The auspicious beginning of the present year came with subpoenas, characterized by the Commission as informational in scope. There appears to be more than mere cataloging of the crypto landscape, as “the Securities and Exchange Commission has significantly widened its crackdown on certain initial coin offerings, putting hundreds of cryptocurrency startups at risk.” The agency “has returned to many of those companies, and subpoenaed many more—focusing on those that failed to properly ensure they sold their token exclusively to accredited investors,” Decrypt notes.
Formal litigation can be costly, taxing a given regulatory bureaucracy’s workload and clogging up courts and judges. It also appears the agency is at first moving to have suspected companies in violation settle. “In response,” Roberts explains, “dozens of companies have quietly agreed to refund investor money and pay a fine. But many startups that have been subpoenaed say they are left in the dark struggling to satisfy the SEC’s demands, and are uncertain of how others are handling it, according to conversations with more than 15 industry sources.”
IPOs Died in the US, Startups Resorted to ICOs
Compounding matters is how this widespread investigation was unearthed: anonymous sources due to the fact the agency formally “restricts them from discussing the matter,” Decrypt insists. Initial coin offerings are a twist on initial public offerings, IPOs, which have been effectively strangled out of existence in the United States within just the last few decades. Legacy American stock markets, for example, have something close to half the number of public companies listed as they might have otherwise.
Saddled with regulations, barriers to entry and countless legal frictions only hordes of lawyers can battle, smaller companies have been priced out of the IPO model for bringing a business to public market in the US. Instead, those that might have participated at one point wait in the queue at merger and acquisition wings of established juggernauts. That, or they leave the US altogether and try their hand in places such as Hong Kong, which has, sure enough, seen an IPO boom recent years.
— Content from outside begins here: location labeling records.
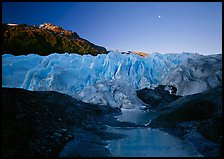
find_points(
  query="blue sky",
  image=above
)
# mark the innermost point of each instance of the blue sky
(182, 27)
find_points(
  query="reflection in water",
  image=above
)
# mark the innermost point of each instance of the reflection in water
(146, 141)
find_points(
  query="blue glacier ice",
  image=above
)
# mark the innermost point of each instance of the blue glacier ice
(78, 75)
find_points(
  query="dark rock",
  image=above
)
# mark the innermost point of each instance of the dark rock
(158, 97)
(42, 128)
(195, 118)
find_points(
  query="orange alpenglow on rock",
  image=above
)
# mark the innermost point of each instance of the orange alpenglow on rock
(140, 53)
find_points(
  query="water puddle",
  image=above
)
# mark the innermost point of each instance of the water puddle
(146, 142)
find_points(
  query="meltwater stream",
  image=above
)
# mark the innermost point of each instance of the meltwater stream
(146, 142)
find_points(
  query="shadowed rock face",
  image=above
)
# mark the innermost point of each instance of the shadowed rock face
(44, 40)
(158, 97)
(196, 118)
(41, 123)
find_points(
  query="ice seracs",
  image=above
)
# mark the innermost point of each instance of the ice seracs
(78, 75)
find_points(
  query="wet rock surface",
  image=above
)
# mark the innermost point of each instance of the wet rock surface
(36, 123)
(196, 119)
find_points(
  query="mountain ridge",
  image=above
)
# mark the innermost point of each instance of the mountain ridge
(23, 39)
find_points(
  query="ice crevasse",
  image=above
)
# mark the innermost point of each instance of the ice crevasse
(109, 78)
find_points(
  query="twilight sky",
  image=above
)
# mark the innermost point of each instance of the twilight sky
(162, 27)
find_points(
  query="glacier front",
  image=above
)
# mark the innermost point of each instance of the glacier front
(112, 78)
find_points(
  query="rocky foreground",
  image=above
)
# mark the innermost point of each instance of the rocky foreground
(36, 123)
(196, 119)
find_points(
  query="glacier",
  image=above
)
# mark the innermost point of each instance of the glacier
(113, 78)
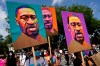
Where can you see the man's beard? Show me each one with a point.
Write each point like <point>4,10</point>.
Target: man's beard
<point>48,25</point>
<point>34,33</point>
<point>79,37</point>
<point>28,26</point>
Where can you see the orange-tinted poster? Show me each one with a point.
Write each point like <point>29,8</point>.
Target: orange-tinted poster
<point>50,22</point>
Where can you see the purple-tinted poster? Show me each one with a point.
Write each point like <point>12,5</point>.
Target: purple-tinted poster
<point>77,37</point>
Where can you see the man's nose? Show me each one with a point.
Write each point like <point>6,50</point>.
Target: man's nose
<point>47,18</point>
<point>77,27</point>
<point>30,21</point>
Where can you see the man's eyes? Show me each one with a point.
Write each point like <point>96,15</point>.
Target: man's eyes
<point>48,15</point>
<point>26,17</point>
<point>79,24</point>
<point>74,24</point>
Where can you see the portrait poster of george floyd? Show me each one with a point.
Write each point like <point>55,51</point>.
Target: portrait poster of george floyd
<point>26,24</point>
<point>50,21</point>
<point>77,37</point>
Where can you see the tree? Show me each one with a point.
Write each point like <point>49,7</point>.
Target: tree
<point>91,22</point>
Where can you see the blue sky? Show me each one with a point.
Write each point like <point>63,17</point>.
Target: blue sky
<point>93,4</point>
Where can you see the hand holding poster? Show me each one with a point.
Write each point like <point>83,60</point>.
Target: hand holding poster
<point>26,24</point>
<point>75,31</point>
<point>50,22</point>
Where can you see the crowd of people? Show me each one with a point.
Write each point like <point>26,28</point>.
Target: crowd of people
<point>43,58</point>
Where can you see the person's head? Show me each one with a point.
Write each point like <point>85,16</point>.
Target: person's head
<point>75,27</point>
<point>11,54</point>
<point>26,19</point>
<point>37,54</point>
<point>47,17</point>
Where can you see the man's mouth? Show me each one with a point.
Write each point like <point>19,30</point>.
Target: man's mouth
<point>32,29</point>
<point>79,35</point>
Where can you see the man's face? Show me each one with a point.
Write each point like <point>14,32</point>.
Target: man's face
<point>76,28</point>
<point>47,17</point>
<point>26,19</point>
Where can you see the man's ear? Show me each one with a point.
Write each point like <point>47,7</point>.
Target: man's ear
<point>17,22</point>
<point>68,27</point>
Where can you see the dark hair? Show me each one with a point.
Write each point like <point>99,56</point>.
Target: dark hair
<point>23,6</point>
<point>2,56</point>
<point>70,15</point>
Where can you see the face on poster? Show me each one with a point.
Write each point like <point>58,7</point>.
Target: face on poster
<point>26,19</point>
<point>49,18</point>
<point>75,28</point>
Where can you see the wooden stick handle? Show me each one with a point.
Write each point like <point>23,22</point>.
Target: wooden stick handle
<point>34,56</point>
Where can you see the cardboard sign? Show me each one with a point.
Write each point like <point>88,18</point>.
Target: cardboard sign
<point>76,34</point>
<point>26,24</point>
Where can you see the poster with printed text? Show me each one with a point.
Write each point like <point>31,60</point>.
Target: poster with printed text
<point>26,24</point>
<point>77,37</point>
<point>50,22</point>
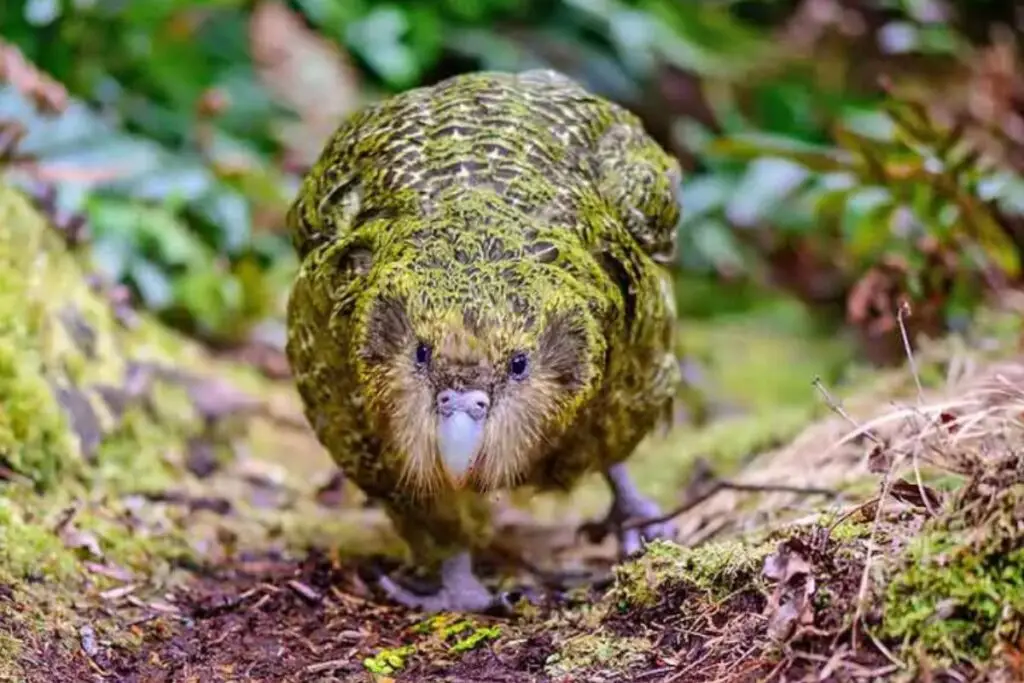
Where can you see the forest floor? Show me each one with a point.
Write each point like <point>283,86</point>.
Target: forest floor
<point>871,531</point>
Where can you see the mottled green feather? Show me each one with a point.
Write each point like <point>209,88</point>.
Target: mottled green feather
<point>507,204</point>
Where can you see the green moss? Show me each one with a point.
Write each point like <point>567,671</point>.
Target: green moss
<point>597,650</point>
<point>10,649</point>
<point>455,633</point>
<point>33,437</point>
<point>960,590</point>
<point>716,569</point>
<point>388,660</point>
<point>29,548</point>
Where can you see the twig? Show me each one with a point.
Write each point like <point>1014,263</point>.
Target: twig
<point>723,484</point>
<point>326,666</point>
<point>838,409</point>
<point>901,314</point>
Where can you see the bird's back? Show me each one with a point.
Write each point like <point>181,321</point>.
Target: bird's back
<point>528,138</point>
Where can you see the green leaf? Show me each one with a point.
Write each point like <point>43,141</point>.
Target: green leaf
<point>768,182</point>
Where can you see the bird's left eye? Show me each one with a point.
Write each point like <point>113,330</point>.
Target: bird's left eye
<point>518,366</point>
<point>422,354</point>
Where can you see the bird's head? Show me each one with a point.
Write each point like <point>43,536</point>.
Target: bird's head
<point>471,371</point>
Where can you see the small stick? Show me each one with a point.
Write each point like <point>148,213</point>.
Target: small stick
<point>838,409</point>
<point>723,484</point>
<point>901,314</point>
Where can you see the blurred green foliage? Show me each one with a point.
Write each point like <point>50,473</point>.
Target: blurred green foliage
<point>190,122</point>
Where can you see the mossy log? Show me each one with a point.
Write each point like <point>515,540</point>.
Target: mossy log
<point>131,459</point>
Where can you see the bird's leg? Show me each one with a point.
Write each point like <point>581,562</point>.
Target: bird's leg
<point>461,591</point>
<point>629,503</point>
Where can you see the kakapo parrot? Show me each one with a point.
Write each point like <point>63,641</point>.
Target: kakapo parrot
<point>482,304</point>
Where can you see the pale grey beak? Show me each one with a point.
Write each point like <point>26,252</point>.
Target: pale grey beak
<point>460,429</point>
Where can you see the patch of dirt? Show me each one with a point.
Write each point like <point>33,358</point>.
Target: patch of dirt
<point>275,620</point>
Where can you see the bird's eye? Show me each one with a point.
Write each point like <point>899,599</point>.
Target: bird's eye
<point>518,366</point>
<point>422,354</point>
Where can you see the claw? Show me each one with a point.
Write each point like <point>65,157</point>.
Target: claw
<point>461,591</point>
<point>628,504</point>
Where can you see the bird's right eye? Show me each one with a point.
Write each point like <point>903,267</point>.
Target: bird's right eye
<point>422,354</point>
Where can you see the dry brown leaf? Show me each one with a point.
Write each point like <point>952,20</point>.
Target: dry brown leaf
<point>305,73</point>
<point>912,494</point>
<point>790,604</point>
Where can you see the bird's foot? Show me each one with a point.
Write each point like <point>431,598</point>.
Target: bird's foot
<point>629,506</point>
<point>461,591</point>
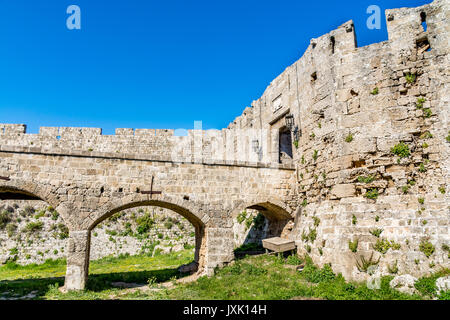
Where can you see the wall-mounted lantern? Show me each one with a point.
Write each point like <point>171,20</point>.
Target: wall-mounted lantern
<point>290,125</point>
<point>255,145</point>
<point>289,121</point>
<point>296,133</point>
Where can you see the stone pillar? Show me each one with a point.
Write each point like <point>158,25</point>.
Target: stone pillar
<point>219,248</point>
<point>77,260</point>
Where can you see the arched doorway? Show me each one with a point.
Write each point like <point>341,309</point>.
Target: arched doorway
<point>285,145</point>
<point>256,221</point>
<point>32,232</point>
<point>78,260</point>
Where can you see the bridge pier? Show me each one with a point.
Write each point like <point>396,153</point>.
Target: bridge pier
<point>219,249</point>
<point>77,260</point>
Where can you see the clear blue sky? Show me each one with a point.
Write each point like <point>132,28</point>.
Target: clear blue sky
<point>157,64</point>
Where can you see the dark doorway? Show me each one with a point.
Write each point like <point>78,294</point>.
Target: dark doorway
<point>285,145</point>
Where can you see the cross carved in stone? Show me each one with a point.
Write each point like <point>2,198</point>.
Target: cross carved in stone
<point>151,192</point>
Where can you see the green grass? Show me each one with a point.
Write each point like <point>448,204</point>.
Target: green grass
<point>262,277</point>
<point>47,277</point>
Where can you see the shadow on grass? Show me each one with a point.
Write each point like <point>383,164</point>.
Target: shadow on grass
<point>100,282</point>
<point>22,289</point>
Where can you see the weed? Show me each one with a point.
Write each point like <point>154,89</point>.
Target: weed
<point>353,245</point>
<point>427,248</point>
<point>372,193</point>
<point>401,150</point>
<point>363,265</point>
<point>349,138</point>
<point>410,78</point>
<point>376,232</point>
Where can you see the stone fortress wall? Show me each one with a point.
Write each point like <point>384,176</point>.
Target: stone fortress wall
<point>35,232</point>
<point>352,105</point>
<point>367,177</point>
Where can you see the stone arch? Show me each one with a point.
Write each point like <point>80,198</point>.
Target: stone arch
<point>272,210</point>
<point>279,218</point>
<point>192,212</point>
<point>183,207</point>
<point>37,191</point>
<point>30,189</point>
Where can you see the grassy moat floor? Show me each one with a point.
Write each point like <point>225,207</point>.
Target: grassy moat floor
<point>262,277</point>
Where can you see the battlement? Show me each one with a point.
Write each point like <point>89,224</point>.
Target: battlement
<point>224,147</point>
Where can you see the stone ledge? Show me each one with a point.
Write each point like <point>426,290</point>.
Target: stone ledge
<point>140,157</point>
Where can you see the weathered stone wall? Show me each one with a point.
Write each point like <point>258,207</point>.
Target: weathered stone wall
<point>352,106</point>
<point>371,160</point>
<point>114,236</point>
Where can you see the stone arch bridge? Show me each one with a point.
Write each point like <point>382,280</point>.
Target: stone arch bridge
<point>87,186</point>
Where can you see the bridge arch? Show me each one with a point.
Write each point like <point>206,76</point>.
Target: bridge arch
<point>28,190</point>
<point>278,221</point>
<point>79,248</point>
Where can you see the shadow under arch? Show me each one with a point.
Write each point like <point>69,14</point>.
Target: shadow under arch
<point>278,220</point>
<point>183,208</point>
<point>16,189</point>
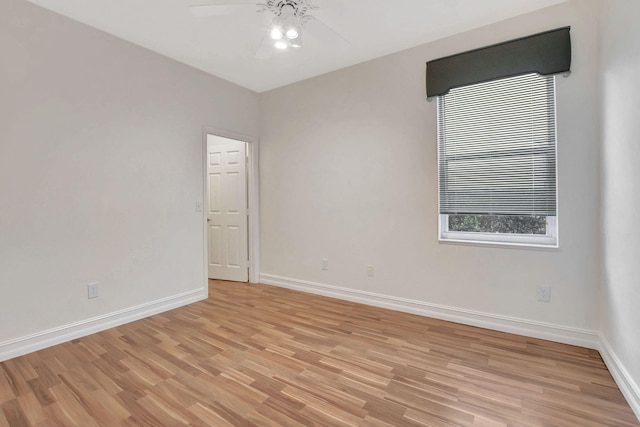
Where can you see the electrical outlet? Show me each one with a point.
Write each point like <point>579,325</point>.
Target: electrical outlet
<point>93,290</point>
<point>544,293</point>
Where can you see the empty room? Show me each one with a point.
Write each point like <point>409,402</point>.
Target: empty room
<point>319,213</point>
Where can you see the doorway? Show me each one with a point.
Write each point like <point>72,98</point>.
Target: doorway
<point>228,234</point>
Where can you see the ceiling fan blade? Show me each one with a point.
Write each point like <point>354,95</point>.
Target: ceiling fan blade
<point>222,8</point>
<point>324,33</point>
<point>266,48</point>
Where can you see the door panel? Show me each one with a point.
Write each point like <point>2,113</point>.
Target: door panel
<point>227,209</point>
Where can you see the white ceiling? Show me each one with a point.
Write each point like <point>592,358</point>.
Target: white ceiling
<point>225,45</point>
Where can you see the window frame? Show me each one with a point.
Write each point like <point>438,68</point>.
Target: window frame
<point>548,240</point>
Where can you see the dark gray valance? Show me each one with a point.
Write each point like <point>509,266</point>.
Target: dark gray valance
<point>544,53</point>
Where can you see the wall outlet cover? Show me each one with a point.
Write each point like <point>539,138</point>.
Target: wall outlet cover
<point>544,293</point>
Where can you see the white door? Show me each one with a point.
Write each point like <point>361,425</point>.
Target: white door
<point>227,209</point>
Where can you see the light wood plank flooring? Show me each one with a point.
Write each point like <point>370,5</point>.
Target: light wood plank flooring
<point>256,355</point>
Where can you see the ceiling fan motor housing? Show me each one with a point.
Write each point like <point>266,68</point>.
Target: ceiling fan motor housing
<point>298,8</point>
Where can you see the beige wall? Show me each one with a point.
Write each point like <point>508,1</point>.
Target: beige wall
<point>621,186</point>
<point>349,173</point>
<point>100,170</point>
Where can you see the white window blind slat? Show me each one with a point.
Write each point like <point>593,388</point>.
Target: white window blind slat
<point>497,148</point>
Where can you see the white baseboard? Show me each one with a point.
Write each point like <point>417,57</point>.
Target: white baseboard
<point>30,343</point>
<point>629,388</point>
<point>529,328</point>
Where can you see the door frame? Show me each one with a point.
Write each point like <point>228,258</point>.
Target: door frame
<point>253,196</point>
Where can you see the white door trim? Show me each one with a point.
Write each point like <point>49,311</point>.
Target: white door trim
<point>253,192</point>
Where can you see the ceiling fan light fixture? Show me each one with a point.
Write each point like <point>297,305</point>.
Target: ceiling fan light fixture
<point>281,44</point>
<point>292,33</point>
<point>276,33</point>
<point>297,42</point>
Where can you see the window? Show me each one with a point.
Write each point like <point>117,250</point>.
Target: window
<point>497,162</point>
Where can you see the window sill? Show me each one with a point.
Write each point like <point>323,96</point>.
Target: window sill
<point>491,240</point>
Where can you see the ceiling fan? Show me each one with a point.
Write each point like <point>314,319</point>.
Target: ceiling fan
<point>290,18</point>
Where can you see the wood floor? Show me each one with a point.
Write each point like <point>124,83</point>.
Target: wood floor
<point>256,355</point>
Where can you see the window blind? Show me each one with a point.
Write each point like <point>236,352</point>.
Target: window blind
<point>497,147</point>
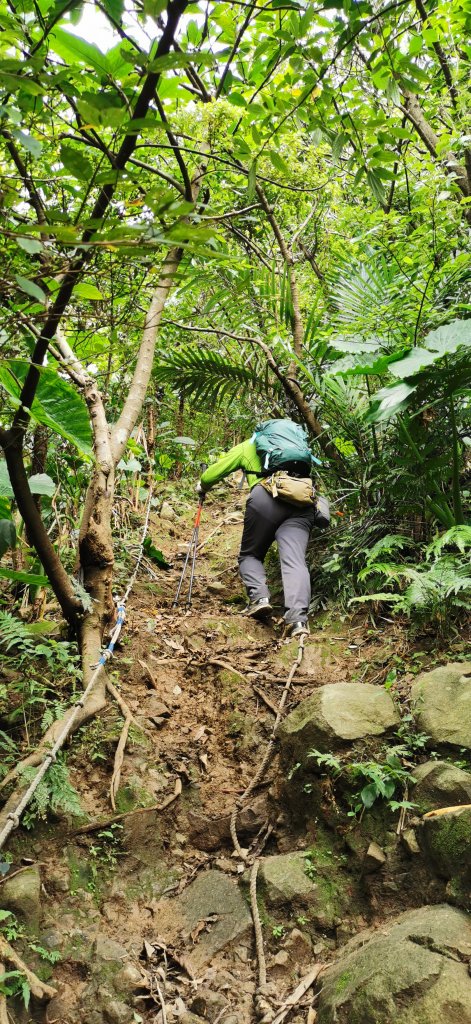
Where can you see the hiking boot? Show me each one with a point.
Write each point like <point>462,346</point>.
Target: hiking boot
<point>297,629</point>
<point>259,609</point>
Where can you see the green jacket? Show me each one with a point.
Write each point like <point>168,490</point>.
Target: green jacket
<point>244,457</point>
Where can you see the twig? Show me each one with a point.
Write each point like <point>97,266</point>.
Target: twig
<point>298,993</point>
<point>138,810</point>
<point>268,753</point>
<point>162,1003</point>
<point>3,1010</point>
<point>265,699</point>
<point>227,667</point>
<point>257,927</point>
<point>125,708</point>
<point>119,758</point>
<point>39,988</point>
<point>150,675</point>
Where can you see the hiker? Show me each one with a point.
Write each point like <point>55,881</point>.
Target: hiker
<point>282,506</point>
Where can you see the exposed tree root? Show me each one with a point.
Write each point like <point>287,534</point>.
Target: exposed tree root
<point>3,1010</point>
<point>39,988</point>
<point>119,758</point>
<point>126,814</point>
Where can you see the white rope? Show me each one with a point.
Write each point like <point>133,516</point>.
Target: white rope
<point>13,817</point>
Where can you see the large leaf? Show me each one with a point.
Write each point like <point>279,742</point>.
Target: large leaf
<point>56,404</point>
<point>388,401</point>
<point>451,337</point>
<point>7,536</point>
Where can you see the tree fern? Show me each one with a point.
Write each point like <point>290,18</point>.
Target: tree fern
<point>54,793</point>
<point>14,634</point>
<point>209,377</point>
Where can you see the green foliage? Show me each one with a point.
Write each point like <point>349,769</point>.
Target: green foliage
<point>368,781</point>
<point>54,793</point>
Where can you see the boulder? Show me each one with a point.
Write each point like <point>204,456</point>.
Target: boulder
<point>299,881</point>
<point>208,915</point>
<point>334,716</point>
<point>442,697</point>
<point>445,841</point>
<point>438,783</point>
<point>22,895</point>
<point>413,971</point>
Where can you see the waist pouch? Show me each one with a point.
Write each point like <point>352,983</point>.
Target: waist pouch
<point>294,489</point>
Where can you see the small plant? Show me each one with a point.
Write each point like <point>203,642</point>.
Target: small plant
<point>54,793</point>
<point>372,780</point>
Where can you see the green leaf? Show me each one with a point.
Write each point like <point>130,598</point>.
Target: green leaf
<point>30,288</point>
<point>416,360</point>
<point>76,163</point>
<point>369,795</point>
<point>31,246</point>
<point>279,162</point>
<point>156,555</point>
<point>41,483</point>
<point>86,291</point>
<point>56,403</point>
<point>72,49</point>
<point>252,180</point>
<point>7,536</point>
<point>388,401</point>
<point>6,489</point>
<point>29,578</point>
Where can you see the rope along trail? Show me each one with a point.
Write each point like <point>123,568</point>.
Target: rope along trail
<point>13,817</point>
<point>263,1010</point>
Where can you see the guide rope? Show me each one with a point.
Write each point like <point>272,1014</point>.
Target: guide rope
<point>13,817</point>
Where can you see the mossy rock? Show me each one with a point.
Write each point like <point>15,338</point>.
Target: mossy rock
<point>445,842</point>
<point>438,783</point>
<point>412,971</point>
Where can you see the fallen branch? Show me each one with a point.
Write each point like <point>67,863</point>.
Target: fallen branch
<point>119,759</point>
<point>265,699</point>
<point>446,810</point>
<point>227,667</point>
<point>3,1010</point>
<point>39,988</point>
<point>126,814</point>
<point>124,708</point>
<point>298,993</point>
<point>150,675</point>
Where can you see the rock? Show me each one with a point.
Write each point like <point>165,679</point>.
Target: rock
<point>374,858</point>
<point>409,840</point>
<point>285,882</point>
<point>208,1005</point>
<point>118,1013</point>
<point>445,841</point>
<point>442,697</point>
<point>409,972</point>
<point>439,784</point>
<point>212,908</point>
<point>334,715</point>
<point>299,946</point>
<point>167,512</point>
<point>22,895</point>
<point>128,979</point>
<point>108,949</point>
<point>210,834</point>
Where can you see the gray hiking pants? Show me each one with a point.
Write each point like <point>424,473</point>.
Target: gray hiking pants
<point>268,519</point>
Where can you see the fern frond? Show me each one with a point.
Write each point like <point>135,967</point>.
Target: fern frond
<point>209,377</point>
<point>13,633</point>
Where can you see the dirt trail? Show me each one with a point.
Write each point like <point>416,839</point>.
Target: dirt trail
<point>204,685</point>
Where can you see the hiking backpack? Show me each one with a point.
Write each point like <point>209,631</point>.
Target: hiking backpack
<point>283,444</point>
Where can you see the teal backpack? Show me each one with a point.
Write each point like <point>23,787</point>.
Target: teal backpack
<point>283,444</point>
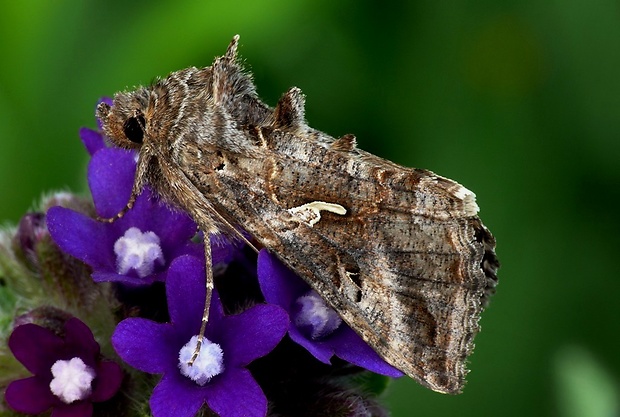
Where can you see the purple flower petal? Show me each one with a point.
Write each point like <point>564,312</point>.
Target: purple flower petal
<point>176,396</point>
<point>35,347</point>
<point>278,283</point>
<point>81,237</point>
<point>108,381</point>
<point>320,350</point>
<point>261,328</point>
<point>237,394</point>
<point>111,173</point>
<point>31,395</point>
<point>146,345</point>
<point>186,290</point>
<point>79,341</point>
<point>77,409</point>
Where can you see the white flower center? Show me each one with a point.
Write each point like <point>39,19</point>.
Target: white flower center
<point>72,380</point>
<point>209,363</point>
<point>315,317</point>
<point>138,251</point>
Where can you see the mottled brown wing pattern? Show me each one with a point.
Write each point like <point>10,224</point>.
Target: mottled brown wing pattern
<point>400,253</point>
<point>403,266</point>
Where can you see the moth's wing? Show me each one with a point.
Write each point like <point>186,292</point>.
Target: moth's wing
<point>408,267</point>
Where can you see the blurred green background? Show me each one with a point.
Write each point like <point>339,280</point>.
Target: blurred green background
<point>517,100</point>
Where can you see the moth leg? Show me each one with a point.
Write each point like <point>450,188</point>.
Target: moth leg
<point>209,292</point>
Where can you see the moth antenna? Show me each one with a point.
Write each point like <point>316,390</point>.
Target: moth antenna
<point>344,143</point>
<point>231,52</point>
<point>290,110</point>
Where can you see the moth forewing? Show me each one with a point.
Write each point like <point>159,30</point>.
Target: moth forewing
<point>399,253</point>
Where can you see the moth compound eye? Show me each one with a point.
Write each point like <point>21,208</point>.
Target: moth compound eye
<point>134,128</point>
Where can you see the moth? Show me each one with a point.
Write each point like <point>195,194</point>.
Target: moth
<point>399,253</point>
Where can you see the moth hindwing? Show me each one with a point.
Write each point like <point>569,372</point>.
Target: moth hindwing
<point>399,253</point>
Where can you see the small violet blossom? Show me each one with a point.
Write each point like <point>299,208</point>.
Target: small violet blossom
<point>135,249</point>
<point>314,324</point>
<point>218,377</point>
<point>69,374</point>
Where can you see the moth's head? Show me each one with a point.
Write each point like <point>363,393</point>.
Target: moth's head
<point>125,121</point>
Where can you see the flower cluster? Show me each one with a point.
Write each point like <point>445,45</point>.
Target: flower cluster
<point>271,344</point>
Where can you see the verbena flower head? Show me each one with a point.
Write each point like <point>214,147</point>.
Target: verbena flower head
<point>69,374</point>
<point>136,249</point>
<point>219,377</point>
<point>314,324</point>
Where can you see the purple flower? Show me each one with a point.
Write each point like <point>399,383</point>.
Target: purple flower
<point>219,377</point>
<point>314,324</point>
<point>69,374</point>
<point>135,249</point>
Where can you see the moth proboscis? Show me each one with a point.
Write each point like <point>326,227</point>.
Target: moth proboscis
<point>399,253</point>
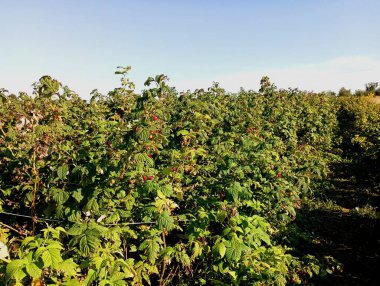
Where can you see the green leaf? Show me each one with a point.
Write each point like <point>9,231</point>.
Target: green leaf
<point>68,266</point>
<point>77,229</point>
<point>51,258</point>
<point>164,220</point>
<point>152,248</point>
<point>222,249</point>
<point>182,132</point>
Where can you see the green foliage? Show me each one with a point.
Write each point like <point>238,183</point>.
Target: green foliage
<point>160,188</point>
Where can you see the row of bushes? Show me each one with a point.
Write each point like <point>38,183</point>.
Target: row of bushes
<point>164,188</point>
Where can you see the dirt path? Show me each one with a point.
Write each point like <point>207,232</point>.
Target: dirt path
<point>344,224</point>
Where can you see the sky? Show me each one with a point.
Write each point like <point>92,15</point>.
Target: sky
<point>311,45</point>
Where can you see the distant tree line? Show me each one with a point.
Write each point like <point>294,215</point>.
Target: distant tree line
<point>371,88</point>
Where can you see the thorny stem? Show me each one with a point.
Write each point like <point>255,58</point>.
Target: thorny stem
<point>35,188</point>
<point>10,227</point>
<point>163,261</point>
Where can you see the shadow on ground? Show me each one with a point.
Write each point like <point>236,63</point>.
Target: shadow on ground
<point>342,231</point>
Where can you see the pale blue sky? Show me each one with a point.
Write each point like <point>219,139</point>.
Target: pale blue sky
<point>313,45</point>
ICOs, then, are at least part of a response to that environment. Unaccredited investors, with minimal friction, have accomplished in ICOs at least two things most analysts agree: financial democratization and innovation, but at the expense of a wildcat space filled with scams. A startup can in a manner of clicks become presentable enough to sell a proprietary digital token quickly.
A Game of Definitions
About a month after subpoenas were sent by the agency, Chairman Jay Clayton seemed to make the regulator’s opinion going forward very clear. During a Senate hearing on the subject of cryptocurrencies, Clayton stated flatly, “I believe every ICO I’ve seen is a security.” But what constitutes an ICO then becomes the question if every initial coin offering is subject to their jurisdiction. The agency “does not care” about semantics, the report scolds, even though some “companies that did ICOs called their offering something else, such as a ‘utility token’ or a ‘SAFT’ (Simple Agreement for Future Tokens, an ICO method in which investors buy a reservation for tokens yet to be launched).”
Due to the cat and mouse nature of the space, “It is hard to say precisely how many ICOs occurred during the past four years,” Decrypt acknowledges. Thousands for sure, and more than “$20 billion has been raised in ICOs to date, but the ICO boom peaked in January 2018. Concerns over the legality of token sales have had a chilling effect.”
However, it is well known that all US firms anywhere near to offering a security are governed by the SEC in one form or another. And the agency does offer a formal exemption which asks participation be limited to vaunted “accredited investors” who earn more than $200,000 per year, for two years, and hold a net worth of at least $1 million – factors that probably led the company to seek an ICO in the first place. At that same Senate hearing, Clayton was asked how many had sought SEC approval. The answer came back ominously: almost none.